I am trying to find the loading dock doors that have the seal around them for my brewery docks. I was going to place a loading dock on there but saving a little space and slightly modernizing it I want to place these seals on it. Does anyone know where or who may have them, or any ideas on how to replicate them.

https://www.google.com/search?q=loading+dock+doors&biw=1280&bih=856&source=lnms&tbm=isch&sa=X&ved=0ahUKEwjBrtDm1M_KAhXKRyYKHVNFCjQQ_AUIBygC#imgrc=vgE_EKGlthKXpM%3A


----------



## DonR (Oct 18, 2012)

Check the Evergreen and Plastruk scale construction materials
at a hobby shop or Walther's. Evergreen has a selection of
styrene siding materials that will replicate the actual doors.
Both Evergreen and Plastruk have various scale structural beams
and other shapes that you can use to fabricate the wall to
truck 'seals'.

If you have several to make, first create a 'gluing jig'
so they will all be the same.

Don


----------



## SBRacing (Mar 11, 2015)

*Red And Green Lights*

Now my next question.

I would like to have the lights on the side of the door change colors (from Red to Green or Green to Red). Using a photocell how would I accomplish that?


----------



## DonR (Oct 18, 2012)

There are LEDs that light either Red or Green depending on
the circuit to which they are connected. A photocell circuit could select
which to light.
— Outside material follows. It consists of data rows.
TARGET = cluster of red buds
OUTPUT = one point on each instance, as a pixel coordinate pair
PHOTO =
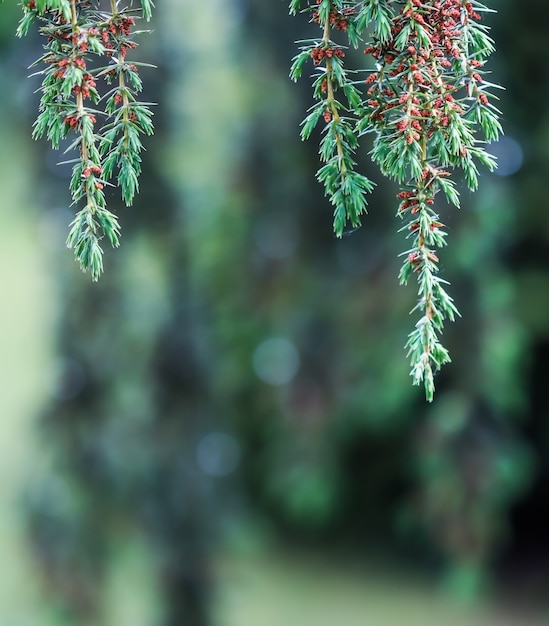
(430, 112)
(320, 53)
(78, 34)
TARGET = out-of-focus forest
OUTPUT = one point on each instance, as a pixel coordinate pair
(222, 431)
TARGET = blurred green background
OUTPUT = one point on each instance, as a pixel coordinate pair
(222, 431)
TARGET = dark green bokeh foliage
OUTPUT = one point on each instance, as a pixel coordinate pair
(344, 453)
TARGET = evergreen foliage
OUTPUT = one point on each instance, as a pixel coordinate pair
(86, 44)
(426, 103)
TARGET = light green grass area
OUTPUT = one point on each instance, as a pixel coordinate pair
(280, 589)
(290, 590)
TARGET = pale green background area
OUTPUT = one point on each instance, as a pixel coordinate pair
(256, 587)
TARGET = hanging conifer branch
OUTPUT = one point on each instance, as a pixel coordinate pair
(427, 102)
(345, 187)
(79, 34)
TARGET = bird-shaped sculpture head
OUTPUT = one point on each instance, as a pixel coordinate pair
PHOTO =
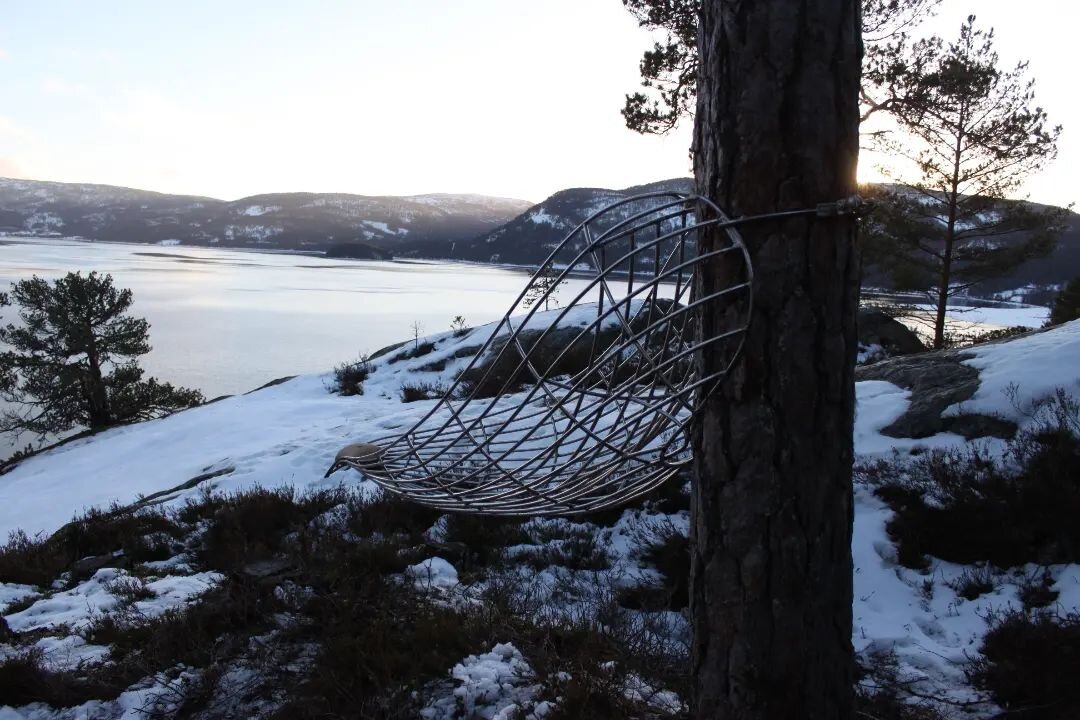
(360, 456)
What activates the photocell in your plans?

Don


----------



## SBRacing (Mar 11, 2015)

Placing a trailer in the loading zone would trip the photocell


----------



## DonR (Oct 18, 2012)

So the idea is to have a photo cell detector 'in the ground' in front of each
bay door and that detector would change the LED color with
the presence of a truck.

Here is a possible detector for only 2.99. You would need one for
each bay. We need them to have a single pole double throw switch
which would make the LED color change. You also would need
a light source above the area.

http://www.ebay.com/itm/DC12V-Light...=item3f3b10fbf4:g:MHQAAOSwPhdU0x7z&rmvSB=true

There is another possibly less costly way to do this.
Use a SPDT reed switch 'in the ground' in front of
each bay. Attach tiny rare earth
magnets to the bottom of your trucks. When a truck
is over the switch the magnet will flip it, thus changing
the LED color.

Don


----------



## SBRacing (Mar 11, 2015)

So the issue with that modual is position of LED unless I could snip then and rewire smaller ones


----------